I wouldn't expect that to last long though, a lot of reviewers still haven't played enough of it to give it a rating so right now the sample size is pretty small. Even IGN hasn't submitted their review yet, and usually they're early. The game is just really big.
However, there are:
• Jumping puzzles dependent on either high strength or specific spells.
• Inventory management is critical, particularly grabbing a few emptied crates/chests/backpacks and dumping them into your personal storage chest so you can quickly sort.
Both of those, based on previous reviews, make a decent score from IGN unlikely.
For those that live under a rock, Pokémon heavily relies on a weakness/strength system based on 'types'. Both the Pokémon and individual moves have types. Hitting weaknesses will wreck faces, while hitting strengths is practically useless. This is an important preface to my point.
In the regular land terrain, you can find Pokémon of pretty much all types, which forces you to change up your own Pokémon to adapt.
In water terrain though, the Pokémon you'll find, both in the wild and on trainers, is 99% water as a main type, and it is here where we come across the real problem.
Without any grinding, you can absolutely blitz through any challenges in those areas with a few reliable Electric or Grass types or even moves, to the point where it's just not fun to do.
But at the same time, you have to go through these areas to progress, and the game heavily encourages you to use Pokémon/moves that hit weaknesses. It's been teaching you to do this the entire time. which means most players will experience the drag and not set their own fun to counteract this. That is a legit negative.
I think they just summed it up really badly. At the end of an IGN score, you've got compliments and criticisms at the bottom, summed up in short sentences.
'over-reliance on Water Pokémon' or 'some routes are boringly easy' would both be infinitely better sentences than 'too much water', which on the face of it, and without context, does sound like a bullshit bullet point.

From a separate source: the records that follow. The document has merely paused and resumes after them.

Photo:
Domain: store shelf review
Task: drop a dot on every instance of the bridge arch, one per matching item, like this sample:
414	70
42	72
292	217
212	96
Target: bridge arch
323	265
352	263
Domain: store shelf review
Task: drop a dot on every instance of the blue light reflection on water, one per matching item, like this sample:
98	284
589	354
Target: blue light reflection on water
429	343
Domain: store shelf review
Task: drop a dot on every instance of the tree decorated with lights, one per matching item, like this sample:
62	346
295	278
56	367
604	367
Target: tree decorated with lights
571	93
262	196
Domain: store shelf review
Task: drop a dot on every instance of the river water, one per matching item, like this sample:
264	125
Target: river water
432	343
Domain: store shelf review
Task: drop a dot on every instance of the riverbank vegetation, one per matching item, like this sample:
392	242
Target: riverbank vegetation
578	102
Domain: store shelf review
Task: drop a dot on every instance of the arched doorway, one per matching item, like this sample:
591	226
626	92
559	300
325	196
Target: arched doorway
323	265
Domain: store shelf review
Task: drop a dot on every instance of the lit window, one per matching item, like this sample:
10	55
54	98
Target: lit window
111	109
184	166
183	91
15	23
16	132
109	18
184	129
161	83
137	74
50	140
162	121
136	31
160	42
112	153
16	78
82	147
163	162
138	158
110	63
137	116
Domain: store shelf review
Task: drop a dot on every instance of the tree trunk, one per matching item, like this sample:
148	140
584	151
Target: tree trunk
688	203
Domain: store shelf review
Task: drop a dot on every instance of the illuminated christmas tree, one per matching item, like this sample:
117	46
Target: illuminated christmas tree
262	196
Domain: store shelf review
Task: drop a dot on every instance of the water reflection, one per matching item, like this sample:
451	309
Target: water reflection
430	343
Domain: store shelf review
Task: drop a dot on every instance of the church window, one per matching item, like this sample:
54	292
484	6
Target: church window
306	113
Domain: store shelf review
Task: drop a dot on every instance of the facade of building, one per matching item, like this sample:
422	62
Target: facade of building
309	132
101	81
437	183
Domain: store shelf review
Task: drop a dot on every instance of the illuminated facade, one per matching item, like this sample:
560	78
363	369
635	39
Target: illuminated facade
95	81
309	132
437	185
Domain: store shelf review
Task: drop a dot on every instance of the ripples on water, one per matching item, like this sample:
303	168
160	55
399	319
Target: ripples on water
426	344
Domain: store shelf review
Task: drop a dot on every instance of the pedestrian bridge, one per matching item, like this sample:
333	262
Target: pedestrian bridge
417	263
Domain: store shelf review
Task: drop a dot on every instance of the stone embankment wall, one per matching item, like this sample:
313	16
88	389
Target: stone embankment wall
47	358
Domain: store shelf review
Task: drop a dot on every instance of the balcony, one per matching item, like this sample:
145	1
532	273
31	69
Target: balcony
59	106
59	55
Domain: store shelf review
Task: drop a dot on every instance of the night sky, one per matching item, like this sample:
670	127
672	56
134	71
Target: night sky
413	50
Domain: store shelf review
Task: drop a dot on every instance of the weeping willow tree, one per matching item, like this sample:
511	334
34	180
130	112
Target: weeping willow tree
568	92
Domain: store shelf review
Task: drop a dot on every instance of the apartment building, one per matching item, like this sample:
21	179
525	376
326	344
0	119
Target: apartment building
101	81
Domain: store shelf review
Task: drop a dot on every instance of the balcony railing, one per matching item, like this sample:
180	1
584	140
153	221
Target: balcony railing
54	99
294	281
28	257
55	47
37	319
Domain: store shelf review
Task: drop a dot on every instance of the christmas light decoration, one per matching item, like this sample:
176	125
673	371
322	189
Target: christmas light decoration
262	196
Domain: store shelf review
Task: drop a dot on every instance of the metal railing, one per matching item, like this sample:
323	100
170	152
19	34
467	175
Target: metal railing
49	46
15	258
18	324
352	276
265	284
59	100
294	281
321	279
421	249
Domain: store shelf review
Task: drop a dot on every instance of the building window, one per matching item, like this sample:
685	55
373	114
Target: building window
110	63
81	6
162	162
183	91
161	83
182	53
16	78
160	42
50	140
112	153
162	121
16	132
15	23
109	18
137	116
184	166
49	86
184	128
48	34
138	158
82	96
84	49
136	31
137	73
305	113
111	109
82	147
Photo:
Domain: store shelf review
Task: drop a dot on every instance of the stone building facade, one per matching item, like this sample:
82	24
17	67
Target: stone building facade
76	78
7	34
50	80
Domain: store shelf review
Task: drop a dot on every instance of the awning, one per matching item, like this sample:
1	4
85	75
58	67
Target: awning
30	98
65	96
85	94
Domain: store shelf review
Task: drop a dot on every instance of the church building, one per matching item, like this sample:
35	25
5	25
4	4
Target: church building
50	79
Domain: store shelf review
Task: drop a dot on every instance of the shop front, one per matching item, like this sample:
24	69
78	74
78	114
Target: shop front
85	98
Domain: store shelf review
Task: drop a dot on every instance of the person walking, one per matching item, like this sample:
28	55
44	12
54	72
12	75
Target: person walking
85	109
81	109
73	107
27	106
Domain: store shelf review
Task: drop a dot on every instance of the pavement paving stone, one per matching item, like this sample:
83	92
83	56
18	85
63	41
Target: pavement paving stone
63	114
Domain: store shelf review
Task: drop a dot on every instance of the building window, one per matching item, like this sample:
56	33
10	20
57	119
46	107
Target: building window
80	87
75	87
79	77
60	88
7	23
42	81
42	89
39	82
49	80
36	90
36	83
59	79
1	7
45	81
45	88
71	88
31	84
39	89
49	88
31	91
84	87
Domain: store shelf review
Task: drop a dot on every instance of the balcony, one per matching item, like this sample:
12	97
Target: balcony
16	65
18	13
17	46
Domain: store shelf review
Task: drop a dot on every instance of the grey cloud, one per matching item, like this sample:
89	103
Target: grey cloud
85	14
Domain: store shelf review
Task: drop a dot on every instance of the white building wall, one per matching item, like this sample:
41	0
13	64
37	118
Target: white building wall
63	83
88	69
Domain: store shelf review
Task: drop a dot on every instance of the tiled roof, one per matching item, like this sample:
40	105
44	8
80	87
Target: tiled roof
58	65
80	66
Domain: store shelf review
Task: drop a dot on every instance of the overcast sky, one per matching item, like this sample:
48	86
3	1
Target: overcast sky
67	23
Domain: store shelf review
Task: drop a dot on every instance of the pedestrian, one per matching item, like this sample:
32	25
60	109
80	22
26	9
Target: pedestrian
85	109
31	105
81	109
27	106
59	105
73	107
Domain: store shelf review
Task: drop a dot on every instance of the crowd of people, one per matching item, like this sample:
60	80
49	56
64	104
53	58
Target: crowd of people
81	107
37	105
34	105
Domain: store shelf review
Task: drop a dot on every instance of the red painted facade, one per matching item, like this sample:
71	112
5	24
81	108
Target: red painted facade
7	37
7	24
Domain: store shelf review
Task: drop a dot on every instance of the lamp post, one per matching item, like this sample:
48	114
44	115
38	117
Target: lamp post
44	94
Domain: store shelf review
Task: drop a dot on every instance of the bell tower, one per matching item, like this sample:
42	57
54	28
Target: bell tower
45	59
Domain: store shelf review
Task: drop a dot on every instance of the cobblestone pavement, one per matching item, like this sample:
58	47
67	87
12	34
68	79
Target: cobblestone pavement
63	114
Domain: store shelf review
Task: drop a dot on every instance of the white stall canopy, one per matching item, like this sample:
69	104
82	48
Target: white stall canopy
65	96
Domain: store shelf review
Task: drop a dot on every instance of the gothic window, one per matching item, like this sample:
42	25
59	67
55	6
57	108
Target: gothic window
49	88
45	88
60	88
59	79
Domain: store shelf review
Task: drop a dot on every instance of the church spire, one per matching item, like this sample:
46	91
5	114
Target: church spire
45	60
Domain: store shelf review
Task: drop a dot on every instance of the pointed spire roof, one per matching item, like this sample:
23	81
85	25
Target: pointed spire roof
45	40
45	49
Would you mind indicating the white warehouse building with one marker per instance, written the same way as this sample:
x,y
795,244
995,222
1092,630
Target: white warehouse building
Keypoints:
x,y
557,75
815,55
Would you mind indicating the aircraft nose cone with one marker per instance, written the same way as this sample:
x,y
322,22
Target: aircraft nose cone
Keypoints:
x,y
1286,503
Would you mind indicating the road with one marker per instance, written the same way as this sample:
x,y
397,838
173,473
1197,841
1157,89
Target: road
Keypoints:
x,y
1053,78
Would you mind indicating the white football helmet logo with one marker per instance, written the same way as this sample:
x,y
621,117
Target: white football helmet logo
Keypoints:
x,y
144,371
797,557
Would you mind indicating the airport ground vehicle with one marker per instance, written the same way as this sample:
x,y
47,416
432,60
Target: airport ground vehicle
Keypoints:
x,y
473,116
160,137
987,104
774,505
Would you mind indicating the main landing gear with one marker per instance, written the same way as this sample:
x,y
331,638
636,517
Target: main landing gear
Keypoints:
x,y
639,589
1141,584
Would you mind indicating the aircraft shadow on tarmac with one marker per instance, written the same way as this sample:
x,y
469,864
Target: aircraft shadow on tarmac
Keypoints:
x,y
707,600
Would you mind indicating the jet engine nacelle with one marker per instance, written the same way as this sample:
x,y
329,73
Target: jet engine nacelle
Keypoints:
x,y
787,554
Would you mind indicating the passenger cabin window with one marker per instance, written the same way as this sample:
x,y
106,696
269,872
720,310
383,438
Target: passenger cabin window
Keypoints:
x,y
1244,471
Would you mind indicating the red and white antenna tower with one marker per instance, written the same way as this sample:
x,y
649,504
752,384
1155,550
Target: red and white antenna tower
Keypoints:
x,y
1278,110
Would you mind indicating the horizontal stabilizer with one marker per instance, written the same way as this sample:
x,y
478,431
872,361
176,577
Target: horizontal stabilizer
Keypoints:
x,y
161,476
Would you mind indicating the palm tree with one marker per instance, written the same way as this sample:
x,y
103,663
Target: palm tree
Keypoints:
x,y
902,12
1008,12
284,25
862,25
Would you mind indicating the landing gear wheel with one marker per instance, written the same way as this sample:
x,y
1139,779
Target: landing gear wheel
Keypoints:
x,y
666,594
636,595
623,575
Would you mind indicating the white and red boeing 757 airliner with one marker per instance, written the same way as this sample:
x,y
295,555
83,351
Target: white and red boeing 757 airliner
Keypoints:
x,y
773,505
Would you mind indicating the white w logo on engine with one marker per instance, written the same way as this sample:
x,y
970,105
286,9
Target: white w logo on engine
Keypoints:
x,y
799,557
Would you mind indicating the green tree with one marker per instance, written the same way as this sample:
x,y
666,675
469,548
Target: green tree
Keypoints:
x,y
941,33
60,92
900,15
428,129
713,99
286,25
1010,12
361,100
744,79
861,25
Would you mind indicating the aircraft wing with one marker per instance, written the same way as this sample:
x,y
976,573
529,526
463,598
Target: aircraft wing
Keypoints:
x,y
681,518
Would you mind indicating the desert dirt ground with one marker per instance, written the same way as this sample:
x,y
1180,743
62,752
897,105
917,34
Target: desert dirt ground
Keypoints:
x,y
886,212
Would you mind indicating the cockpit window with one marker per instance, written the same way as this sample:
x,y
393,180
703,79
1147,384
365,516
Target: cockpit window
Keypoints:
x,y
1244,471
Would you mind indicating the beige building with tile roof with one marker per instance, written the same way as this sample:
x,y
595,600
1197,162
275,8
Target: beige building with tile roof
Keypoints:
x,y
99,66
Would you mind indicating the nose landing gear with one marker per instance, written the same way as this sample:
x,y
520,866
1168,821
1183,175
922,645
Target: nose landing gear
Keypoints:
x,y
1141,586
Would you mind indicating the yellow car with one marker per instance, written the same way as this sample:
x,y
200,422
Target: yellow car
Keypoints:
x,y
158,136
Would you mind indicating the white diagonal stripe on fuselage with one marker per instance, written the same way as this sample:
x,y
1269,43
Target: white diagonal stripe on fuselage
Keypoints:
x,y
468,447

'too much water' was a summary negative point in the IGN review of Pokémon Omega Ruby and Alpha Sapphire games.
On the face of it, that complaint sounds fucking ridiculous, but is actually very valid due to the way those games handle waterways; they are the only terrain filled almost entirely with a single Pokémon type, with all others having wide varieties.
This makes large sections of the game a pathetically easy and boring breeze even by Pokémon standards; one reliable Electric or Grass type and you're set.
However, that sentence was in the TL;DR bullet points of the review, which sounds fucking ridiculous without context.
I agree with a lot of your post - but it started at 92, after a few days it was 95, then 2 weeks after release its 97. If anything, more reviews will mean a higher score.
That assumes everyone is going to be rating it in the 90s, which is far from a guarantee even for games that absolutely deserve it. Especially when the cRPG genre isn't exactly an industry darling.
People downvoting you is fucking hilarious. I hate to break it to them, but both movie and game reviews were bought out quite some time ago. Watch gameplay, read multiple reviews not from the critics, but from real people who actually tried to enjoy the game instead of doing some mediocre checklist.
I think if it was not the case we would have seen a lot more failing grades lately. I mean some of the titles did not even work on launch yet somehow 9/10?
Exactly. The same critics they are desperately waiting for their approval are the same ones who will give a trash and micro transaction bloated piece of shit game over a 90, but then a well developed and labor of love below a 90 because the better game was indie and didn’t pay them for the review.